The pregnant woman’s guide to nutrition

Unpasteurized soft cheeses, smoked salmonsushi—the list of foods women should avoid while pregnant is long. But what women should eat is equally important.

“We know that what a baby is exposed to from conception through age two has long-term impacts on health and wellbeing, including cognitive functioning and immunity,” says Nicole Avena, Ph.D., author of What to Eat When You’re Pregnant and an assistant professor of neuroscience at Mount Sinai School of Medicine in New York City, where she focuses on nutrition.

The right diet also supports expecting women when uncomfortable issues like nausea and heartburn set in. Knowing what to eat, and when, can ease some of the most common side effects.

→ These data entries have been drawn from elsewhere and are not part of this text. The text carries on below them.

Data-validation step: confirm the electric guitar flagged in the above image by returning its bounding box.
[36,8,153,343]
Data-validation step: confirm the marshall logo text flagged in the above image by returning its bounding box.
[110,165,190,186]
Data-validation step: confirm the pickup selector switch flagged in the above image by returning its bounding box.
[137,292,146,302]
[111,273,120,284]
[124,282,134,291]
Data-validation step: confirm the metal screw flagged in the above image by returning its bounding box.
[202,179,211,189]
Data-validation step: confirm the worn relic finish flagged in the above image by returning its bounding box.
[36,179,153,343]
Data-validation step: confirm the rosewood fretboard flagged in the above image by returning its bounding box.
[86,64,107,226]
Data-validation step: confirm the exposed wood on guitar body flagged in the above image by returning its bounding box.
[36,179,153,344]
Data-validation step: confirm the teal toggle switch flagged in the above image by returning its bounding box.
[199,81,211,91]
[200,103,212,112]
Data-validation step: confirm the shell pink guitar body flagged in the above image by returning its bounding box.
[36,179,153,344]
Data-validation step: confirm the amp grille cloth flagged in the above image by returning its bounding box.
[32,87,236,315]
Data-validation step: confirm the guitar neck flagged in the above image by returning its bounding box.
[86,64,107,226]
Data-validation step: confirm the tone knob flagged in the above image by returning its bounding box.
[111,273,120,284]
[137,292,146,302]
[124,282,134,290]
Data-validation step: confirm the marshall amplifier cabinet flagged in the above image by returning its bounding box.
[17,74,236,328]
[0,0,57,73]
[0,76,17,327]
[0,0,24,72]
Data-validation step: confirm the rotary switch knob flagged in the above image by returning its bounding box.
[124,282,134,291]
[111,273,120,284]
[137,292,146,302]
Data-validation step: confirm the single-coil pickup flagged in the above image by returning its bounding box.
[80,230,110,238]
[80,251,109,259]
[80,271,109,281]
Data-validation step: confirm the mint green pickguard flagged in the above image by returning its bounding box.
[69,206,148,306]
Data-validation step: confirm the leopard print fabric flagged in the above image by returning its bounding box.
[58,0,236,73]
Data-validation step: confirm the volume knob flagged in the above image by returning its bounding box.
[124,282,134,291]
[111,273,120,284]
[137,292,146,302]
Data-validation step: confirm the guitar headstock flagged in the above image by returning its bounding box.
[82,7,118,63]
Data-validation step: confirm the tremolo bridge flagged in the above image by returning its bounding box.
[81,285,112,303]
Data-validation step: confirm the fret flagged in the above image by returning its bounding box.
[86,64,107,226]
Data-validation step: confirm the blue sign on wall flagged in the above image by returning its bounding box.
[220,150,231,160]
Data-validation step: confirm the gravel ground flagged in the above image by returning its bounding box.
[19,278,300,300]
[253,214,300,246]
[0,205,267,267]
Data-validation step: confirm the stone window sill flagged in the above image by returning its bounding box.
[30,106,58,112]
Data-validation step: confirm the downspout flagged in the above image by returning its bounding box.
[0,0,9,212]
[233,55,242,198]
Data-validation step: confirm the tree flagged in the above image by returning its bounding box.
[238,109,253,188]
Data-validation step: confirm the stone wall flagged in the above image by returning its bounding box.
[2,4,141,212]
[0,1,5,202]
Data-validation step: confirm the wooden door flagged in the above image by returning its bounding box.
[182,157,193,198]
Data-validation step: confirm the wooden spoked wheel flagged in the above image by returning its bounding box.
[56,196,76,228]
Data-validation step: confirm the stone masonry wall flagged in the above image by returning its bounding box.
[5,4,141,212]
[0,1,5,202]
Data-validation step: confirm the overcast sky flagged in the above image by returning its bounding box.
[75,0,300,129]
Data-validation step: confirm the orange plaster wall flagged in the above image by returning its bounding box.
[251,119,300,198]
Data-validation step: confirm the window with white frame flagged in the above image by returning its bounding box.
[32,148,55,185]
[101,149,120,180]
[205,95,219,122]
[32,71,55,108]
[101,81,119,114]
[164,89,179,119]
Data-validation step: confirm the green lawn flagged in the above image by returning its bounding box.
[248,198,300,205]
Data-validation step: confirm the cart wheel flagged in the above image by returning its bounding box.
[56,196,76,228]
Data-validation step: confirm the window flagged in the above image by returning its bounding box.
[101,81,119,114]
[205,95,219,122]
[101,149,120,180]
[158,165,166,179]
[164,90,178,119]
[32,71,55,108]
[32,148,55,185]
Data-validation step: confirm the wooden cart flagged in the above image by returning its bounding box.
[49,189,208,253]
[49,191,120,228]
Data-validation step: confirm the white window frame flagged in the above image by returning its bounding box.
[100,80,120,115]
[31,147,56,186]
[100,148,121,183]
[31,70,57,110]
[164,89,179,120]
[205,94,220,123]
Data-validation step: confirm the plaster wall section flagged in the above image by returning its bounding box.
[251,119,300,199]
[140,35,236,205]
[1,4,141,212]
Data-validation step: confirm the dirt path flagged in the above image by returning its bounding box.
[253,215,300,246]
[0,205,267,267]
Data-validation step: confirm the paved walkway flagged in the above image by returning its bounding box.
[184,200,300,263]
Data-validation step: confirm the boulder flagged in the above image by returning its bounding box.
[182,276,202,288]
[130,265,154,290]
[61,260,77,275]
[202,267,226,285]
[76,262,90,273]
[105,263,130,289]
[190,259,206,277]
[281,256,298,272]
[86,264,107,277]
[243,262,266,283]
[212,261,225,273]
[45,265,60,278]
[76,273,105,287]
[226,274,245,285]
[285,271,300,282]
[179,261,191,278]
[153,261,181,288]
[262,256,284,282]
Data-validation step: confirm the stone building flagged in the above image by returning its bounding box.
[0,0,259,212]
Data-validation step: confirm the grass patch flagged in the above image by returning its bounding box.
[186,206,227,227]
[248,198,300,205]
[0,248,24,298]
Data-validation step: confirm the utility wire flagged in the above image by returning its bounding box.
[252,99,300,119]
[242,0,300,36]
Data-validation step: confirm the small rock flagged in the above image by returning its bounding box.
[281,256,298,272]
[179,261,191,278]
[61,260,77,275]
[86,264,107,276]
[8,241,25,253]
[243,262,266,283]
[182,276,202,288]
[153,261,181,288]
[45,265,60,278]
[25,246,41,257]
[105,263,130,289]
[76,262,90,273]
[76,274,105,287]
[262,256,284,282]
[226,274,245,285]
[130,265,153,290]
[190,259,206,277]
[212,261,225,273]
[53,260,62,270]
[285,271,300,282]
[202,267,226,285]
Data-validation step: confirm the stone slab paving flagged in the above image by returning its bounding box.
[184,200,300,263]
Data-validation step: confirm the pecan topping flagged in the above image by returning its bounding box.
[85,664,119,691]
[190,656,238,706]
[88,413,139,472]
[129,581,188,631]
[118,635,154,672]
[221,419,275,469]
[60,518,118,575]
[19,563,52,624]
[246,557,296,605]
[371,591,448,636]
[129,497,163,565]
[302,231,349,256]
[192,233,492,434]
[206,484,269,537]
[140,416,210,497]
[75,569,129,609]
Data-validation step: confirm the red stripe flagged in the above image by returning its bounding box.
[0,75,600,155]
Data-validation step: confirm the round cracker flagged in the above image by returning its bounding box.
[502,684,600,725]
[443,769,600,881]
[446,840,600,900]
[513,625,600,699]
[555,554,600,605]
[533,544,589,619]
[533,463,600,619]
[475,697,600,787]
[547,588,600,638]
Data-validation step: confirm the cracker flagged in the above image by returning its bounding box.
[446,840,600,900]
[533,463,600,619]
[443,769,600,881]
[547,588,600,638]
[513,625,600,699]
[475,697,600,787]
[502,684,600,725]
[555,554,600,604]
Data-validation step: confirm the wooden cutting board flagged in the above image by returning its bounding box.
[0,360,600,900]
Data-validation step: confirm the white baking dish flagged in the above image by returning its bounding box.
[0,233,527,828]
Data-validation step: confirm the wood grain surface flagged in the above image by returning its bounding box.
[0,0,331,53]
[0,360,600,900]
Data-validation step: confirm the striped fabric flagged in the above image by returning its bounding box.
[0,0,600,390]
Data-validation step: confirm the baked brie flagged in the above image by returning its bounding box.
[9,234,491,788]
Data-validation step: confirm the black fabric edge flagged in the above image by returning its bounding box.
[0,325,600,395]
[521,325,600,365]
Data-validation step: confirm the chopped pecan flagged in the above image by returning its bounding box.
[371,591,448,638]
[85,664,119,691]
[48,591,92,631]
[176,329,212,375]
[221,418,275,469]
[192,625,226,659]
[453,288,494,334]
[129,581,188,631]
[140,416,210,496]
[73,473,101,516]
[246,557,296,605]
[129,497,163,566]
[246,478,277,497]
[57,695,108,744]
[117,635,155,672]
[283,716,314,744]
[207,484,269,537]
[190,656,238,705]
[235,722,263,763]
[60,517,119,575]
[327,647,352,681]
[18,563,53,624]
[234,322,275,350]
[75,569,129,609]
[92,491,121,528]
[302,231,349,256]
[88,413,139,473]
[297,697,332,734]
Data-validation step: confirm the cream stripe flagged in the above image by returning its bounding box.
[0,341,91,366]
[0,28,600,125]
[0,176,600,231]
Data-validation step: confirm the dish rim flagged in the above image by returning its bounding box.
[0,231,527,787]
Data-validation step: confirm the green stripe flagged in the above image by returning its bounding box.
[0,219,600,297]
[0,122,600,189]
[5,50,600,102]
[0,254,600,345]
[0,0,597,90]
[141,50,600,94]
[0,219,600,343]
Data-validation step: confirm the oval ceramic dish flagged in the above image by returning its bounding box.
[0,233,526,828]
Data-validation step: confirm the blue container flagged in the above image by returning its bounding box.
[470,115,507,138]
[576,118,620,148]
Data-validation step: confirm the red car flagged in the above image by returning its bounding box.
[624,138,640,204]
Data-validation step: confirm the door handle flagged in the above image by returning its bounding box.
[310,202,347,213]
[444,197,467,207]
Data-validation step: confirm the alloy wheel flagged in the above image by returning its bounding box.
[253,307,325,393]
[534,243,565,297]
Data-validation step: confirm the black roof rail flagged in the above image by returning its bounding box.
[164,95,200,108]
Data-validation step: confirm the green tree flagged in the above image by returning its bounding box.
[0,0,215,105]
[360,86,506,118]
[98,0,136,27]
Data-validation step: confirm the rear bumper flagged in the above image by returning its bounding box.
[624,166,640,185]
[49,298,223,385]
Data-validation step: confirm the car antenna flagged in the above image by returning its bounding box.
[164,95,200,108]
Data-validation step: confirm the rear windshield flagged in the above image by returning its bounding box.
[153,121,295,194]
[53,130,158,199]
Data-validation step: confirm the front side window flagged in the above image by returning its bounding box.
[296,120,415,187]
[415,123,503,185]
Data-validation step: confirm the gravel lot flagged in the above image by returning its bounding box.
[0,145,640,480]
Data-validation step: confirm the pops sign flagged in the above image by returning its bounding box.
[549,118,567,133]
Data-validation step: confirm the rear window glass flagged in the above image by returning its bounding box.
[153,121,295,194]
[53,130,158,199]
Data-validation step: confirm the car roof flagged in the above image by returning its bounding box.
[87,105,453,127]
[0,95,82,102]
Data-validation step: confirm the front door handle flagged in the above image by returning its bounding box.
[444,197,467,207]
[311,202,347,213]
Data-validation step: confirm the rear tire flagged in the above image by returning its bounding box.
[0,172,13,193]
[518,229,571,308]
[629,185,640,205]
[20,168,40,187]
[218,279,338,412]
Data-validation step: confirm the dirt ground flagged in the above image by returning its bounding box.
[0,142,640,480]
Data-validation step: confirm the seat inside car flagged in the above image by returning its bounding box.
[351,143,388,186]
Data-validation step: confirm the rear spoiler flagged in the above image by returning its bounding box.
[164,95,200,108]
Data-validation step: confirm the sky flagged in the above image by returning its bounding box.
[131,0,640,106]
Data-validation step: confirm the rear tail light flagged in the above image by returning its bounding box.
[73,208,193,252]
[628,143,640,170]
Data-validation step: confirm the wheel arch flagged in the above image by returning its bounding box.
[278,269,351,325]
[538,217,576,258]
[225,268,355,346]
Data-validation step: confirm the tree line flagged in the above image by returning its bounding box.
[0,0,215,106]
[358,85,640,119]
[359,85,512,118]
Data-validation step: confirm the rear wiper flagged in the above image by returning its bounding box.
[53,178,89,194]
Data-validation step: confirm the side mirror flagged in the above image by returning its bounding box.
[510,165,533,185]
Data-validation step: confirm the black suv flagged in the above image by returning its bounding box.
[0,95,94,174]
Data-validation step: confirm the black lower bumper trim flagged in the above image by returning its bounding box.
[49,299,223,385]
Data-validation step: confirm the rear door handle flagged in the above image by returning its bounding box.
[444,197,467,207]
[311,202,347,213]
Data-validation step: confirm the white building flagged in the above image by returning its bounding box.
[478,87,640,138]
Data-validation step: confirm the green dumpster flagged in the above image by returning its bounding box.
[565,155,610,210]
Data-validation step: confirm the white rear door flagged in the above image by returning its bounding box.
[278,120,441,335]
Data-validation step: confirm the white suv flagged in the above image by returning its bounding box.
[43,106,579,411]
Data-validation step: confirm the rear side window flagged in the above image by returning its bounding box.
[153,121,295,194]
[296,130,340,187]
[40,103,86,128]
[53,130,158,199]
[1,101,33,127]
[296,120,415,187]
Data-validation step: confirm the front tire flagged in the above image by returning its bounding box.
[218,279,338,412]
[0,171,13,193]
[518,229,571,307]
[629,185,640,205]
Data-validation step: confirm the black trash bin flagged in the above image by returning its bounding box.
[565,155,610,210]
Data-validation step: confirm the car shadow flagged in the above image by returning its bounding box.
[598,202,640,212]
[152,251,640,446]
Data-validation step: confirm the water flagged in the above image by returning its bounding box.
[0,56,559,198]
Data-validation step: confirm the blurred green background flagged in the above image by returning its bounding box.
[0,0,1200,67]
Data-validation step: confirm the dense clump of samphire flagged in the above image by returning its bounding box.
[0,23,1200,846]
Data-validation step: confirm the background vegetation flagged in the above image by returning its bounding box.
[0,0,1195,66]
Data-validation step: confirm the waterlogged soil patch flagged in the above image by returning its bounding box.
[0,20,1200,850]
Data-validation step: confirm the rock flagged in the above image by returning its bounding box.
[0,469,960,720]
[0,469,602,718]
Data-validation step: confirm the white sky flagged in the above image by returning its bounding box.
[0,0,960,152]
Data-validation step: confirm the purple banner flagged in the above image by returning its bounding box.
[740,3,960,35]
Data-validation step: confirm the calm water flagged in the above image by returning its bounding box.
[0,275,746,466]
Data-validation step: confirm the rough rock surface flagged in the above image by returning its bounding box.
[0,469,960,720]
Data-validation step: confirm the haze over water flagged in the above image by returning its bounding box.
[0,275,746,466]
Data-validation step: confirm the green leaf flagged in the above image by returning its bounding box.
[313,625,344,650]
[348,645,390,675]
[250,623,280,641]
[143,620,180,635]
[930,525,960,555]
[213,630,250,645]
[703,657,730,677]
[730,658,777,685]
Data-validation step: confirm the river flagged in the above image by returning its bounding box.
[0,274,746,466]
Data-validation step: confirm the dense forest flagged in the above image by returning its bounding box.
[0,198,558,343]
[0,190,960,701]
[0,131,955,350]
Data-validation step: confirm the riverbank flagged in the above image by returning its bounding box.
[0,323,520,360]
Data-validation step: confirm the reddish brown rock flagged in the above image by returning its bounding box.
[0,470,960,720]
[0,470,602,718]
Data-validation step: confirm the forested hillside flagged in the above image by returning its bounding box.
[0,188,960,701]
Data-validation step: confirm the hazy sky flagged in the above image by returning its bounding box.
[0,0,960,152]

Here, the experts weigh in on nutritional dos and don'ts, from pre-conception to the final trimester.

Before conception:

“Women don’t often know that they’re pregnant until the neural tube, which eventually becomes the brain and spinal cord, has already formed,” says Avena. If you’re trying to conceive, taking 0.4 milligrams of folic acid daily can reduce the risk of neural tube defect like spina bifida. Women can get the mineral from prenatal vitamins, which they should continue taking throughout all three trimesters. (As always, get approval from a doc before taking supplements.)

In the first trimester:

Side effects like morning sickness and nausea are most common in the early stages of pregnancy, which can make it hard to keep food down. The good news: Women don’t need extra calories in the first trimester, Avena says.

Many women also find it hard to stomach foods that are high in fat and protein. The American Pregnancy Association recommends eating at least three servings daily, which looks something like three ounces of grilled chicken, two tablespoons of peanut butter, and one cup of yogurt.

But most people have enough of a caloric store that skimping on it won’t hurt, says Jacques Moritz, MD, an associate clinical professor of obstetrics and gynecology at Cornell Medicine in New York City and a member of the Equinox Health Advisory Board. As a general guide, the APA suggests that women also eat two to four servings of fruit, four or more servings of vegetables, and four servings of dairy products daily.

Avena recommends upping vitamin B6 intake to 1.9 milligrams per day, which has been shown to ease morning sickness, she says. Foods full of the nutrient but free of strong odors (a trigger for nausea) include chickpeas, boiled potatoes, and bananas.

During pregnancy, foods take longer to digest. Starting now and for the rest of the pregnancy, Moritz suggests eating smaller portions more frequently instead of three main meals. “You have to eat like a gazelle instead of a lion,” he says.

In the second trimester:

“This is the honeymoon phase of the pregnancy,” Moritz says. Women have more energy and overall, they feel better than they did in the first trimester. If they lost weight because of morning sickness and aversions to foods, they’ll probably regain it during these three months, he adds.

Now is the time to focus on a balanced diet high in complex carbs from things like broccoli, spinach, and whole grains, he says. Stay away from simple carbs and other sources of pure sugar, like smoothies, juice, and white breads and pasta, which can lead to high birth weight. Women also need to eat about 340 more calories per day than they did pre-pregnancy, Avena adds.

Taking at least 18 milligrams of iron daily, either from prenatal vitamins or foods, reduces the risk of anemia. Avena suggests getting it from beef, pumpkin seeds, spinach, eggs, and fortified cereals.

But high iron intake can cause a separate side effect: constipation, which affects about half of all women at some point during pregnancy. To combat it, hydrate and eat plenty of fiber, Moritz says. Consider drinking water with magnesium, which can help even more, he adds.

The change in hormone levels can cause pregnancy gingivitis, or swollen gums, making them more sensitive. Vitamin C (from red peppers, kiwis, and strawberries) and calcium (from milk and other dairy products) can ease the discomfort, Avena says.

In the third trimester:

This is when all the symptoms of the first trimester come back, Moritz says, like morning sickness and trouble keeping foods down. Heartburn can also set in during the final stages of pregnancy. To quell it, keep eating lots of fiber and avoid overly spicy foods, Avena suggests.

The baby continues to gain more weight and build their own nutrient stores in the last three months, Avena says. She recommends taking in 450 calories more per day than normal, mostly from foods that are dense in more than one nutrient. One example: Coho salmon, which is high in protein, niacin, and vitamin B12, as well as healthy fats. (Just make sure to eat it cooked, not raw.)

“It’s important to get a proper balance of nutrients throughout the third trimester,” Avena says. “That way, once the baby is born and they don’t have you or the placenta to nourish them, they can sustain themselves.”